Hold your horses; we’re not in a race.
Get that drumstick away from your face.
Now put your fork down
And stop making that frown.
You can eat when we finish the grace.
— F.R. Duplantier
Thanksgiving is the one day set aside every year to enjoy a guilt-free meal of turkey, stuffing, mashed potatoes, cranberries and all the trimmings.
If you are the host of such a feast this year, consider offering your guests a waiver: the Center for Consumer Freedom’s Thanksgiving Guest Liability and Indemnification Agreement. During this season when food cops, public health activists and trial lawyers are promoting hysteria about the nation’s expanding waistline, the center believes Thanksgiving should remain a holiday for giving thanks and indulging.
Dinner hosts can download the waiver (www.consumerfreedom.com) and protect themselves from lawsuits filed by guests on the following grounds:
1. Failure to provide detailed nutritional information
2. Failure to warn of the potential for overeating because food tastes too good and is provided at no cost
3. Failure to offer “healthier alternatives,” such as vegetarian “Tofurkey”
4. Failure to warn that dark meat contains more fat than white meat
5. Failure to warn that eating may lead to obesity
“This waiver will prevent your guest from appearing as a witness on behalf of John ‘Sue the Bastards’ Banzhaf, who is threatening to sue restaurants, food companies and school boards for the nation’s extra pounds,” center director Richard Berman says of George Washington University law professor John F. Banzhaf III, often called a “legal terrorist.”
Fanatic and fool?
In the spirit of Thanksgiving, horribly failed California gubernatorial candidate Arianna Huffington sends acquaintances a slice from her upcoming book, “Fanatics, Fools and Alpha Males” (Having not read the entire book, it’s not clear whether Miss Huffington includes herself in the fanatics and fools chapters).

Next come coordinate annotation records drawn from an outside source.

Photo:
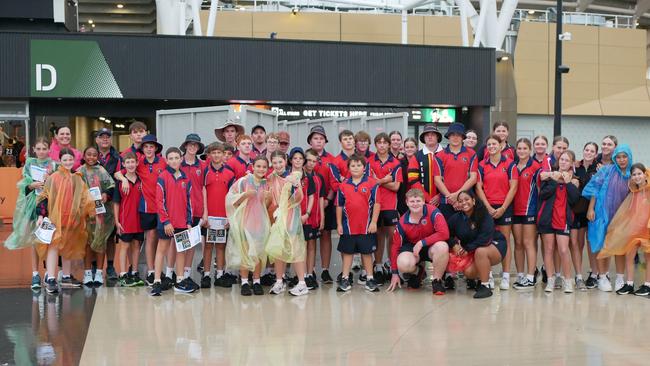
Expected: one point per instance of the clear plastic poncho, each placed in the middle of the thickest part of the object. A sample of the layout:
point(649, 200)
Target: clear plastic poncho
point(249, 224)
point(286, 240)
point(104, 224)
point(24, 220)
point(69, 205)
point(631, 224)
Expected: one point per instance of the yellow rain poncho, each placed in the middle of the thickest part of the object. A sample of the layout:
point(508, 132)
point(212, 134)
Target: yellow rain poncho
point(286, 241)
point(249, 224)
point(102, 228)
point(631, 224)
point(69, 205)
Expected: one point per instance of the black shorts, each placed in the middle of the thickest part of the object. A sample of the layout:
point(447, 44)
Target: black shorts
point(388, 218)
point(128, 238)
point(310, 232)
point(424, 252)
point(195, 221)
point(148, 221)
point(330, 216)
point(363, 244)
point(506, 218)
point(524, 220)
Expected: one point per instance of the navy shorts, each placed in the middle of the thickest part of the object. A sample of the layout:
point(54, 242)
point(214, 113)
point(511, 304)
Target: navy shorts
point(506, 218)
point(363, 244)
point(388, 218)
point(128, 238)
point(524, 220)
point(148, 221)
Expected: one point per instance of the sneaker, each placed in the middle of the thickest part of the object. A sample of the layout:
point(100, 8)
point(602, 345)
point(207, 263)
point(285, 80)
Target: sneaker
point(580, 285)
point(625, 289)
point(185, 286)
point(36, 282)
point(223, 281)
point(437, 287)
point(642, 291)
point(524, 284)
point(278, 288)
point(51, 286)
point(604, 284)
point(299, 290)
point(156, 289)
point(344, 285)
point(88, 279)
point(591, 282)
point(268, 279)
point(482, 292)
point(206, 282)
point(111, 274)
point(246, 290)
point(325, 277)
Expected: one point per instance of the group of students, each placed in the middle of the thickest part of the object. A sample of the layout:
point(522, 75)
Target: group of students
point(455, 207)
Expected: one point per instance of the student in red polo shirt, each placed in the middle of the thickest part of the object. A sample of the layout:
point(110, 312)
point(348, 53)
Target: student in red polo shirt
point(127, 221)
point(496, 188)
point(173, 197)
point(150, 165)
point(457, 169)
point(241, 162)
point(420, 236)
point(357, 211)
point(194, 169)
point(218, 180)
point(317, 139)
point(387, 171)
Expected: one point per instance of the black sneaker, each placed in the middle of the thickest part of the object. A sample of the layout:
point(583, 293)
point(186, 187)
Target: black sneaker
point(626, 289)
point(642, 291)
point(246, 290)
point(371, 285)
point(51, 286)
point(206, 282)
point(344, 285)
point(268, 279)
point(325, 277)
point(156, 289)
point(437, 287)
point(258, 289)
point(482, 292)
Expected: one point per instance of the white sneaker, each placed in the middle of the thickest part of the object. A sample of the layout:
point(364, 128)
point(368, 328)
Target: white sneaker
point(505, 284)
point(604, 284)
point(278, 288)
point(88, 278)
point(550, 285)
point(299, 290)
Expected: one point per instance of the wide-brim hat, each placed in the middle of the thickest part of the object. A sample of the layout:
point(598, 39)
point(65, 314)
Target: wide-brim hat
point(219, 131)
point(195, 139)
point(319, 130)
point(151, 139)
point(456, 127)
point(430, 128)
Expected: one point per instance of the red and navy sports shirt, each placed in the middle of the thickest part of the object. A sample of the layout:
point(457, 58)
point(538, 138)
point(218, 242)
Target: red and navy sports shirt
point(173, 196)
point(196, 174)
point(129, 218)
point(525, 201)
point(431, 228)
point(496, 178)
point(392, 167)
point(217, 183)
point(357, 202)
point(456, 168)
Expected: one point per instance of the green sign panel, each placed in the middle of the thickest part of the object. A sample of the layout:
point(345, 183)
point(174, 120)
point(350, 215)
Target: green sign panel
point(70, 69)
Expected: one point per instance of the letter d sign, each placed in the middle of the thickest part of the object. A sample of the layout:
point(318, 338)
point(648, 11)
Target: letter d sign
point(39, 77)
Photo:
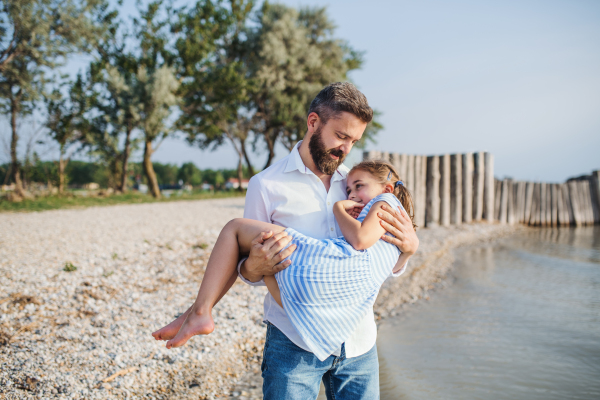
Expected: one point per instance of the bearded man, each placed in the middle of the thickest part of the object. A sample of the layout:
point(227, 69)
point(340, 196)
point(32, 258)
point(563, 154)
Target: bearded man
point(299, 192)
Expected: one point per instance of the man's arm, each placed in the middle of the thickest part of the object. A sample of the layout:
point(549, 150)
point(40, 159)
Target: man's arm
point(398, 223)
point(265, 256)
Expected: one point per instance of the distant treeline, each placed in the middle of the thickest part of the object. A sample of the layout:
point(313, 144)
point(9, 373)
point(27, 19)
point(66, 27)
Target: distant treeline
point(213, 73)
point(80, 173)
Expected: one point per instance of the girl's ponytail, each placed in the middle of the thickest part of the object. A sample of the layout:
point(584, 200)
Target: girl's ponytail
point(403, 194)
point(386, 173)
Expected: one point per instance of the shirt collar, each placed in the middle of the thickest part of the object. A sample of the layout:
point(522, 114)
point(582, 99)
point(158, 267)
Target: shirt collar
point(295, 162)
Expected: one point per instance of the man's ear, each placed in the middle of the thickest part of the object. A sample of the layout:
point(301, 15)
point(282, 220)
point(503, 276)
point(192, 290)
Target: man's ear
point(312, 122)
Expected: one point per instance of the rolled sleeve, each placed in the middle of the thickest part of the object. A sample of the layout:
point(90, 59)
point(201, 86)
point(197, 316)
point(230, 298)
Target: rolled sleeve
point(397, 274)
point(258, 283)
point(255, 208)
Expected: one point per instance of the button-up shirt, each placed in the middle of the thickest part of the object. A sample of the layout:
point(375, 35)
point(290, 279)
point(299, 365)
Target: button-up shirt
point(290, 195)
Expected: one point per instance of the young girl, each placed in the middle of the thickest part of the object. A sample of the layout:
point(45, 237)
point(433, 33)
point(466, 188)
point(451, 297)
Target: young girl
point(330, 284)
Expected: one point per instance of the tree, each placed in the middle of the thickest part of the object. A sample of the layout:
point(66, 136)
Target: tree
point(20, 85)
point(115, 74)
point(158, 82)
point(37, 35)
point(294, 54)
point(66, 122)
point(216, 105)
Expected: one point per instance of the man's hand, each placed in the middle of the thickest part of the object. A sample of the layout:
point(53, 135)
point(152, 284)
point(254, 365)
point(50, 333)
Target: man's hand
point(398, 223)
point(352, 207)
point(266, 257)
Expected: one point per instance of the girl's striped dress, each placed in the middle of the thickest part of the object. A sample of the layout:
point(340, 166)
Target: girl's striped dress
point(330, 286)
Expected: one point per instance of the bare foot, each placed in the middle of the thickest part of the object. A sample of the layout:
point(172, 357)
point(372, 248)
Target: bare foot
point(195, 324)
point(169, 331)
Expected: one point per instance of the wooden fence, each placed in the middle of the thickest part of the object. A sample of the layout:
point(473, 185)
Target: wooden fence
point(452, 189)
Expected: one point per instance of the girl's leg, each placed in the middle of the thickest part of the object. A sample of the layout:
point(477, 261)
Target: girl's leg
point(235, 239)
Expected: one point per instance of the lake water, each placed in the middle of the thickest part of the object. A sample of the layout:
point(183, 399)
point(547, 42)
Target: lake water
point(520, 319)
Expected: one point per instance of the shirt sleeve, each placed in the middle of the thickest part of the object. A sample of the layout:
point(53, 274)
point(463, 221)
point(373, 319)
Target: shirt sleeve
point(255, 208)
point(397, 274)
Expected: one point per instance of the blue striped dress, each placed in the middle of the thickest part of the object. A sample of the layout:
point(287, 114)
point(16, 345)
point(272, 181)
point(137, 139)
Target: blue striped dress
point(330, 286)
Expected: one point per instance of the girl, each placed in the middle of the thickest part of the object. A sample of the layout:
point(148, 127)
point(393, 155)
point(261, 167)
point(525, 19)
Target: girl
point(330, 283)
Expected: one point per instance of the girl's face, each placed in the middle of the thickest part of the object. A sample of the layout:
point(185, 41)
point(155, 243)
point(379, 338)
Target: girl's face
point(362, 187)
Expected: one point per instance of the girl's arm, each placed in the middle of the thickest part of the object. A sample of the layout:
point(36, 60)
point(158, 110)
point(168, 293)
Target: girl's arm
point(360, 236)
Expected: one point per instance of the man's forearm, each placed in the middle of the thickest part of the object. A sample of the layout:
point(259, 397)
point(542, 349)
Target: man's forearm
point(402, 260)
point(248, 275)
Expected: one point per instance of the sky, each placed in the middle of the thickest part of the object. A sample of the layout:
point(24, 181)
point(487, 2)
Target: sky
point(520, 79)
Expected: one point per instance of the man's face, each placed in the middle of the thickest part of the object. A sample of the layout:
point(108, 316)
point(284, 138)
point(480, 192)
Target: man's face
point(330, 143)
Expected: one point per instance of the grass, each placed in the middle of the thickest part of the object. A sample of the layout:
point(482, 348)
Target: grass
point(72, 201)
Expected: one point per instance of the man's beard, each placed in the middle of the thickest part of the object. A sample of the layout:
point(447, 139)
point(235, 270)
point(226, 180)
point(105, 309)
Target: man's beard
point(321, 155)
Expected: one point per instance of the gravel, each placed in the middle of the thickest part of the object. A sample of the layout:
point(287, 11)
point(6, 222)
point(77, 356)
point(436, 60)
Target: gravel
point(81, 291)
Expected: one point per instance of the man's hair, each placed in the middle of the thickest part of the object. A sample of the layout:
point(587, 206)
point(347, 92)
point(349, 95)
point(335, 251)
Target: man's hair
point(338, 97)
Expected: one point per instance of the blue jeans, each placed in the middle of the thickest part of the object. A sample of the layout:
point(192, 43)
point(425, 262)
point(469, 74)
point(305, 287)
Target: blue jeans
point(291, 373)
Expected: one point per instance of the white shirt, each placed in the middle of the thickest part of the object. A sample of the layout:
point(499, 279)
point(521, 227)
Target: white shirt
point(289, 194)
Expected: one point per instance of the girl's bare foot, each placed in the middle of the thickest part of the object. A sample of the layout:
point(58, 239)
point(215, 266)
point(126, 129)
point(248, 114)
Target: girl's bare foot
point(195, 324)
point(169, 331)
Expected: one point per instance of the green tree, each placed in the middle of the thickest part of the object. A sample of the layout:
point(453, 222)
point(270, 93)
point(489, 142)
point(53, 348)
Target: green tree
point(66, 122)
point(115, 73)
point(294, 54)
point(158, 82)
point(190, 174)
point(215, 106)
point(37, 35)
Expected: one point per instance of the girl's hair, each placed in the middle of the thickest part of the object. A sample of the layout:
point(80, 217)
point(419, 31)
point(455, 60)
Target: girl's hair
point(385, 173)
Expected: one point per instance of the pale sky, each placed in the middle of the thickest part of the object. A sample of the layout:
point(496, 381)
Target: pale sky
point(520, 79)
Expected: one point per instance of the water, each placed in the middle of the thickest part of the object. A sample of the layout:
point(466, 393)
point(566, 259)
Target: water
point(520, 320)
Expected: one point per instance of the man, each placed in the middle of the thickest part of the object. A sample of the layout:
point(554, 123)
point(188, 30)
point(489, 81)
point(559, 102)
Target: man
point(299, 192)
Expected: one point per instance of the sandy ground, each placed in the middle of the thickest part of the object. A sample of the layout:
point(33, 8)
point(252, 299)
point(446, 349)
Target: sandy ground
point(85, 334)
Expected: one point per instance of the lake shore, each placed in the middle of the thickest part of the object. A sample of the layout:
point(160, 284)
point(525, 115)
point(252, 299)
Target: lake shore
point(82, 290)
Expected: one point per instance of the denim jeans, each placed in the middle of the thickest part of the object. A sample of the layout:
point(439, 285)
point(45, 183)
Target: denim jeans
point(291, 373)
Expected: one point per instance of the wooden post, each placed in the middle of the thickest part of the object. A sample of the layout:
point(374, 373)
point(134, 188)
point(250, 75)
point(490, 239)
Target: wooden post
point(445, 190)
point(528, 201)
point(587, 197)
point(520, 201)
point(567, 196)
point(418, 193)
point(510, 211)
point(410, 175)
point(549, 204)
point(488, 188)
point(478, 183)
point(534, 205)
point(554, 204)
point(467, 187)
point(543, 204)
point(574, 199)
point(595, 188)
point(497, 196)
point(432, 212)
point(456, 189)
point(504, 202)
point(560, 206)
point(422, 189)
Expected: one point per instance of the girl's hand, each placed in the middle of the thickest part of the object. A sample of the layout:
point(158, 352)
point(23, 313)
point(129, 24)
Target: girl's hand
point(398, 223)
point(351, 207)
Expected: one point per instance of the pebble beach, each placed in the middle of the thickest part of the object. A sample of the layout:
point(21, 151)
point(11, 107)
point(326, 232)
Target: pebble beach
point(82, 290)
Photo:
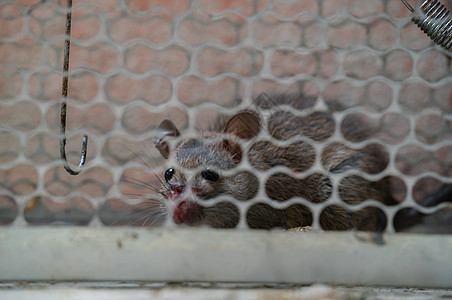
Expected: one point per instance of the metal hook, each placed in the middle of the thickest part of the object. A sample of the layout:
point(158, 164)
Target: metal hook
point(435, 20)
point(408, 5)
point(63, 110)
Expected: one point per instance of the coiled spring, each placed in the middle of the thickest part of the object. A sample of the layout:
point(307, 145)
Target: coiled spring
point(435, 20)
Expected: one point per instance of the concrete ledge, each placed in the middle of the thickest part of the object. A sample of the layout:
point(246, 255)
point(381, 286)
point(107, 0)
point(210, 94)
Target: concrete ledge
point(188, 255)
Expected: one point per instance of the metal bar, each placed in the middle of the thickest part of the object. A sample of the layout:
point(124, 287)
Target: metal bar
point(63, 111)
point(181, 255)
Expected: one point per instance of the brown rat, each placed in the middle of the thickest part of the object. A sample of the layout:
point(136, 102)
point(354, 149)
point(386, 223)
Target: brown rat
point(210, 154)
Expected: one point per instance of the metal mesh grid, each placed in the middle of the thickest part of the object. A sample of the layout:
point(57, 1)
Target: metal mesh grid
point(135, 63)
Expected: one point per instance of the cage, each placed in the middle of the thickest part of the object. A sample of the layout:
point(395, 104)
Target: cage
point(353, 77)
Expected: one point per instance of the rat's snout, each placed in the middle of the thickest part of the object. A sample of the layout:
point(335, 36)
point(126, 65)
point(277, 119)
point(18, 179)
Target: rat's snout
point(187, 211)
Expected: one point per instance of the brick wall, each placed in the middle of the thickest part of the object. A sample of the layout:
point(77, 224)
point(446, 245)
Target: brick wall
point(136, 62)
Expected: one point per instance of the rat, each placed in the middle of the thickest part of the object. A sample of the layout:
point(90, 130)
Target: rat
point(212, 152)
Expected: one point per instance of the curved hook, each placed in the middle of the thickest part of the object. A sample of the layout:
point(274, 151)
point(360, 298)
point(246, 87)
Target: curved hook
point(408, 5)
point(63, 110)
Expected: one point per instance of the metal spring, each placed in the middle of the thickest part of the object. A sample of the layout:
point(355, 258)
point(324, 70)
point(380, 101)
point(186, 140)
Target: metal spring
point(435, 20)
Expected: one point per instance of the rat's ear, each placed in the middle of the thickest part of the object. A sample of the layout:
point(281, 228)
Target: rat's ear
point(165, 131)
point(245, 125)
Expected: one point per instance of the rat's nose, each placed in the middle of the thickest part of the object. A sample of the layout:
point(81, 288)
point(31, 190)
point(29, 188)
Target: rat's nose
point(188, 212)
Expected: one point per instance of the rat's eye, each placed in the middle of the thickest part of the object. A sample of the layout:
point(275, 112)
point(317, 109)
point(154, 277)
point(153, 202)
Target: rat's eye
point(169, 174)
point(210, 175)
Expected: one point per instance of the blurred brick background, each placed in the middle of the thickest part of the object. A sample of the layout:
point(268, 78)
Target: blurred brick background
point(134, 63)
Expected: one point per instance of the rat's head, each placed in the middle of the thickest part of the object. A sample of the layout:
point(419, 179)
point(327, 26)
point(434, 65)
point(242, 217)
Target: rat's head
point(198, 172)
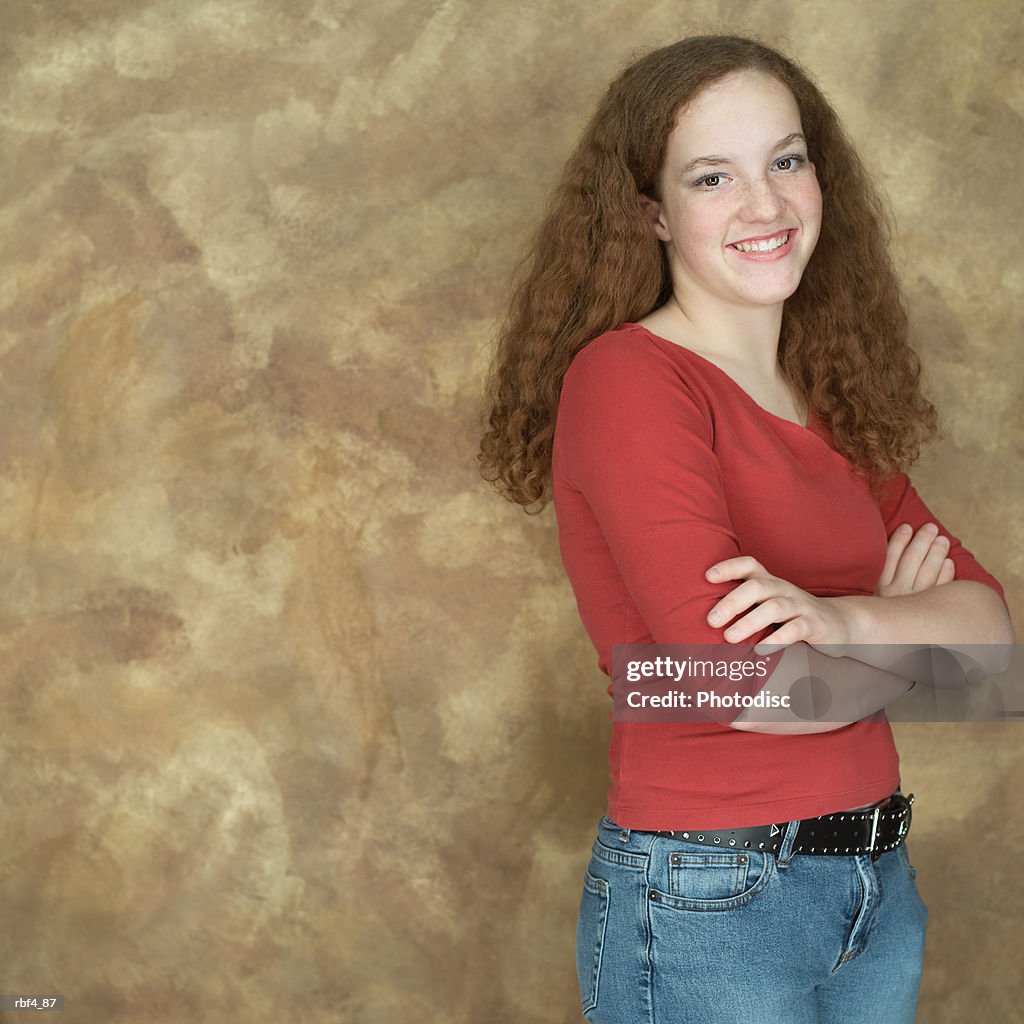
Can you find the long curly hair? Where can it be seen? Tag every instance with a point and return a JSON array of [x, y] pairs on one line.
[[594, 264]]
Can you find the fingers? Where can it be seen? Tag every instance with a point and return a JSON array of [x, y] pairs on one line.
[[897, 545], [914, 562], [931, 565], [750, 593], [913, 557]]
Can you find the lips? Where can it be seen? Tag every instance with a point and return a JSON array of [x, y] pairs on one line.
[[763, 247]]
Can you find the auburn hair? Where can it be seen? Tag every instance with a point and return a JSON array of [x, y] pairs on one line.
[[594, 263]]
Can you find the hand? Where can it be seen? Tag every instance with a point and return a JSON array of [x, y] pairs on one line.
[[913, 565], [770, 600]]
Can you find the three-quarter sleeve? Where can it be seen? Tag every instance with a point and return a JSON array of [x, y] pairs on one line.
[[900, 503], [636, 442]]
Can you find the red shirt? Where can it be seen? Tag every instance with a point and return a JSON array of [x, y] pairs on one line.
[[664, 465]]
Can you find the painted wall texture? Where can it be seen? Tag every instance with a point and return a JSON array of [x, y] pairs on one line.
[[297, 718]]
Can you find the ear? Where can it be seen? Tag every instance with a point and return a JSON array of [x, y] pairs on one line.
[[652, 211]]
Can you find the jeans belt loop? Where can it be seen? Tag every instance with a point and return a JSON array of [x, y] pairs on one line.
[[875, 830]]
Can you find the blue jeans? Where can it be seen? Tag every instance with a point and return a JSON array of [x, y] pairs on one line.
[[672, 932]]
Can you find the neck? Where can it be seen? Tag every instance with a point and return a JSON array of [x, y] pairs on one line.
[[742, 335]]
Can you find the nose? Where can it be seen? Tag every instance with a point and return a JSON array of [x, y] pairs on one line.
[[762, 202]]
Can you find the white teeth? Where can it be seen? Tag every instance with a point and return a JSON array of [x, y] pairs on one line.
[[764, 246]]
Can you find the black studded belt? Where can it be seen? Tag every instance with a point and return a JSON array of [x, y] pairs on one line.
[[873, 832]]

In keeping with her relentless presidential bashing, Miss Huffington sends a short collection of resignation letters by disaffected members of the Bush administration who “preferred the uncertainty of the unemployment line to toeing the party line.”
Except Miss Huffington has taken the liberty of adding excerpts from what she imagines the first drafts of these letters might have looked like. Take Mike Dombeck, chief of the U.S. Forest Service, who like others who’d worked in the Clinton administration resigned days after Mr. Bush took office: “It was made clear in no uncertain terms that the administration wants to take the Forest Service in another direction,” he wrote.
Or, as Miss Huffington reads it: “Mr. President, after all that bark-bussing and timber-tonguing, it’s a wonder you didn’t get splinters in your lip or a very painful STD (Sequoia Transmitted Disease).”
And then there’s John Brown, a Foreign Service officer of nearly 25 years, who resigned this year because he could not “in good conscience support President Bush’s war plans against Iraq.”
Or, as Miss Huffington says in her ghostwriting, Mr. Brown had the good sense to edit out words like “monumentally stupid” and “worst White House decision since the Bay of Pigs.”
For “all those” who have missed Miss Huffington’s syndicated column, she says it will resume early next month.
Alliance for Marriage President Matt Daniels says the introduction of the Federal Marriage Amendment confirms that momentum is growing in response to the recent court decision striking down the marriage laws of Massachusetts.
The constitutional amendment was crafted by the alliance and introduced in the Senate by Republican Sens. Wayne Allard of Colorado, Jeff Sessions of Alabama and Sam Brownback of Kansas.
“Americans believe that gays and lesbians have a right to live as they choose, but they don’t have a right to redefine marriage for our entire society,” he says. “Americans want our laws to send a positive message to children about marriage, family and their future.”